Denkmal des Monats - Mai 2007

Ostwestfalen Lippe
Kump mit mittelalterlichem Gewölbe (Nieheim)



Im Nieheimer Stadtkern befanden sich ursprünglich vier Brunnenkümpe. Heute sind davon noch drei erhalten. Gespeist werden die Kümpe durch den Nikolausbach, der bereits seit der Stadtgründung im 13. Jh. zur städtischen Wasserversorgung genutzt wurde.

Dieser, heute zum großen Teil verrohrte Bach entspringt der Nikolausquelle, die etwa 300 m südlich der Stadt in der Lehmkuhle liegt. Um die Trinkwasserversorgung zu verbessern, nahm man bereits in der zweiten Hälfte des 16. Jh. den Bau einer Wasserleitung aus hölzernen Rohren in Angriff.
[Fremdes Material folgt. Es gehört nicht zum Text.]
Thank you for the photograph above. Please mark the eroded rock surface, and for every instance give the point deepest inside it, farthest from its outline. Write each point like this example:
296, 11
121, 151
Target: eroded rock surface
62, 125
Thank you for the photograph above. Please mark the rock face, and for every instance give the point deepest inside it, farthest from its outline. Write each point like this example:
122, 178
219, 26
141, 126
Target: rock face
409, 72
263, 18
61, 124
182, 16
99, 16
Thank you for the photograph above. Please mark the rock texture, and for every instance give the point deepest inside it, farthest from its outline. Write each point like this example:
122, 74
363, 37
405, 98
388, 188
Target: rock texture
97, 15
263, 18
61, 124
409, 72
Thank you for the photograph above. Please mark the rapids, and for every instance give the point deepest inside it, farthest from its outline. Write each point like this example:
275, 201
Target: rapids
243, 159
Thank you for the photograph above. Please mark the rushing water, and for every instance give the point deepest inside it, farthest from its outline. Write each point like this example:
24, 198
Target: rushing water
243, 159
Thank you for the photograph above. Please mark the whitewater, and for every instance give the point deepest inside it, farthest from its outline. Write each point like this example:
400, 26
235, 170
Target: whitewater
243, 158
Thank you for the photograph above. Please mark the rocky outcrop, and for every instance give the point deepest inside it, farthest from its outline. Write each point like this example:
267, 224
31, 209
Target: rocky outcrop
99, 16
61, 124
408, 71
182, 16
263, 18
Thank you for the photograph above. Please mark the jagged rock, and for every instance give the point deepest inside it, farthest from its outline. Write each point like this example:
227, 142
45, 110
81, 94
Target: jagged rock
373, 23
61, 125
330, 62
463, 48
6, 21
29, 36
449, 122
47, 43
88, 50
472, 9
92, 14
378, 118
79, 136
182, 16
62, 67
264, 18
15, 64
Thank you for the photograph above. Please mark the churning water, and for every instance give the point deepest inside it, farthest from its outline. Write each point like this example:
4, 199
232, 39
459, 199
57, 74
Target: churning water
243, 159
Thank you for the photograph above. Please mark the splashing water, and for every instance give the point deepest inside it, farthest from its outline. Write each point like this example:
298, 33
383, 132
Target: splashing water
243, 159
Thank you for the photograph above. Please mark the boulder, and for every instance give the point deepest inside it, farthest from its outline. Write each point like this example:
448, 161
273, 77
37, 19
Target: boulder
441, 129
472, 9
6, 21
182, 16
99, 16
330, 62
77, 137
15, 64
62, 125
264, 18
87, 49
In diesem Zuge wurde an der  Ecke Marktstraße / Schäferstraße bereits 1575 ein erster Kump errichtet. Dabei handelt es sich nicht um Brunnen im eigentlichen Sinne, sondern um große, runde Wasserbecken, die meist aus Sandsteinplatten gefertigt wurden. Über ein Zuleitungsrohr erhielten sie Ihr Wasser, das über einen Fontänenaufbau ähnlich wie bei einem Springbrunnen in das Becken verteilt wurde. Der Vorteil von Kümpen gegenüber Brunnen bestand darin, dass man aus ihnen, bequem und schnell das Wasser entnehmen konnte, was besonders im Brandfall wichtig war. Ein weiterer Brunnenkump befindet sich an der Ecke Marktstraße / Lange Straße und trägt den Namen „Alten Müllers Kump“.  Auch dieser Kump besteht aus einem runden Trog, der aus Sandsteinplatten gefertigt ist und wird ebenfalls von zwei Eisenbändern zusammengehalten. An der südöstlichen Seite des Kumps befindet sich ein bronzener Wasserzapfhahn in Gestalt eines Tierkopfes. Weil ihnen die Entfernung zum städtischen Kump an der Kirche zu groß war, ließ eine Gruppe von Anwohnern der Kreuzung Marktstraße / Lange Straße in diesem Bereich 1855 auf eigene Kosten einen Kump errichten, der auf ein ebenfalls neu gebautes Gewölbe gesetzt wurde, das unmittelbar an die alte Brücke, die dort das ehemalige Bett des Nikolausbaches überwölbte, anschloss. Dieses mannshohe und ca. 25 Meter lange mittelalterliche Gewölbe ist einmalig in Westfalen. Das Gewölbe ist begehbar, jedoch durch ein verschlossenes Eisengitter gesichert, so dass regelmäßig nur ein Blick in die Unterwelt Nieheims möglich ist. Führungen sind auf Wunsch jedoch möglich. Blickt man in Richtung Siebenbergstraße in das Gewölbe, so erkennt man sehr schön den Anschluss des breiteren Kumpgewölbes an das ältere Gewölbe, dem Widerlager für die hölzerne Brü-cke über die Marktstraße, und man sieht aus dem Mauerwerk des Kumpgewölbes deutlich eine etwa 1 m breite Stufe herausragen, die zu einer Treppe gehörte, die zum Nikolausbach führte. Der Nikolausbach fließt noch heute durch das Gewölbe.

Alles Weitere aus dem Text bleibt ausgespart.